El nuevo secretario del Tesoro acostumbra ofrecer los detalles de cada caso aún cuando nadie se los pida. Su intensidad,  atemperada por una inteligencia contenida, se hace manifiesta cuando realiza un análisis sobre la situación actual, explicándolo tantas veces como sea necesario.

Es una persona segura de sí misma, y esa confianza proviene de su experiencia y una historia de adaptación a nuevas situaciones sin precedentes. La crisis financiera asiática fue quizá una de las mayores pruebas en la vida de Geithner, una oportunidad que se le presentó a quien, como autodidacta, podía discernir las implicaciones potenciales para los mercados estadounidenses.

El currículo de Geithner no lo preparó para la vida política, pero su habilidad en ese rubro se debe a la disposición de recurrir a las personas adecuadas en busca de consejo.

Durante su cargo como presidente de la Fed de Nueva York con frecuencia sostenía reuniones con altos ejecutivos de Wall Street, permanentemente tomándole el pulso al sector.

Geithner entendió bien que una regulación inteligente suele ser el resultado de un monitoreo inteligente, una función en la que la Fed no se ha distinguido precisamente.

Bajo la presidencia de Geithner, monitorear significaba tomar pequeñas medidas para crear puentes de información que le dieran una imagen más exacta sobre la realidad, así como fomentar la transparencia.

Geithner tiene justo lo que necesitamos en un momento en que la globalización es la realidad cotidiana: experiencia en la política dura.

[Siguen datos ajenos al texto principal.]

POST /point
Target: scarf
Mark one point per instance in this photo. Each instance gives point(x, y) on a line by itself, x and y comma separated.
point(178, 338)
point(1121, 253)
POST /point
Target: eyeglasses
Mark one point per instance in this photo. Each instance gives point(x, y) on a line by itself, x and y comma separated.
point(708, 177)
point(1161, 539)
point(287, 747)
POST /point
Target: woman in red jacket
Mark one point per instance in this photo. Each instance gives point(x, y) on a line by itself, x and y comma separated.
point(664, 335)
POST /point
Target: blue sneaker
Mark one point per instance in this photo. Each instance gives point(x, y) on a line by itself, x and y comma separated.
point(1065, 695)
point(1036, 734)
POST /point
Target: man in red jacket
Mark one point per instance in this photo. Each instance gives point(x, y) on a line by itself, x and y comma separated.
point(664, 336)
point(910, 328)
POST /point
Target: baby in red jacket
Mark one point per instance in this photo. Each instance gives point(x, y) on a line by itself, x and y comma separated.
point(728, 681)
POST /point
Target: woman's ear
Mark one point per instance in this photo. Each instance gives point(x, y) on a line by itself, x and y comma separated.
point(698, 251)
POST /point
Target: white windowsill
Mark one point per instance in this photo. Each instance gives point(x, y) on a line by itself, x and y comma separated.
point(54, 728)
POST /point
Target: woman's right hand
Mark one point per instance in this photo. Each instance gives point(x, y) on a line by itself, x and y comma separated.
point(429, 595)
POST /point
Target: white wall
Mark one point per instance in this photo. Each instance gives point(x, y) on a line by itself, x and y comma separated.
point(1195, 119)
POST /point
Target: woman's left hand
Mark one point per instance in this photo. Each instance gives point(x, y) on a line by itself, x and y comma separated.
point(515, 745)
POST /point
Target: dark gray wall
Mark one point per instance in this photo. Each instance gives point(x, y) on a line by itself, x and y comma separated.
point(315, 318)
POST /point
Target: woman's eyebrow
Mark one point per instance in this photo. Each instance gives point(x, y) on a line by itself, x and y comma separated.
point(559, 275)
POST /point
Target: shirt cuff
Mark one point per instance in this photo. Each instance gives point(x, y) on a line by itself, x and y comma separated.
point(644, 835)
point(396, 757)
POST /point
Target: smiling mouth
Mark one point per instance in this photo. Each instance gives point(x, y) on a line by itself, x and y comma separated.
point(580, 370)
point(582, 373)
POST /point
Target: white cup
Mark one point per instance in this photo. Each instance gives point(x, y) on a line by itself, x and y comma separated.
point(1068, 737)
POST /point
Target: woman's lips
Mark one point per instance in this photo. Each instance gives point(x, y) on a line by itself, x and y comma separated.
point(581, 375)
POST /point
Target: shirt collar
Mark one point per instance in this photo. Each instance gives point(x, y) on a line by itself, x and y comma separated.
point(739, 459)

Robert Rubin, quien fuera secretario del Tesoro, fue su mentor y, a diferencia de los anteriores secretarios, Geithner tiene experiencia en política exterior, gracias a su paso por el Fondo Monetario Internacional y el Consejo de Relaciones Exteriores.

Ha vivido en el extranjero, estudió chino y japonés. (Casualmente, él y Henry Paulson egresaron de Dartmouth.) Estas experiencias serán valiosas, pues el papel del Departamento del Tesoro estadounidense va más allá de Wall Street.

Por último, Geithner ha seguido la crisis paso a paso. Después de todo, él fue de los primeros en reaccionar cuando se hizo evidente que las deudas colateralizadas iban a terminar destrozando las hojas de balance. Su respuesta fue agresiva, haciendo que la Fed de Nueva York tuviera más poder e influencia que nunca, sin temor a probar cosas nuevas.

Cuando no se es un político de carrera es más fácil tomar riesgos inteligentes, así sucede con Geithner, y también con su nuevo jefe, Barack Obama.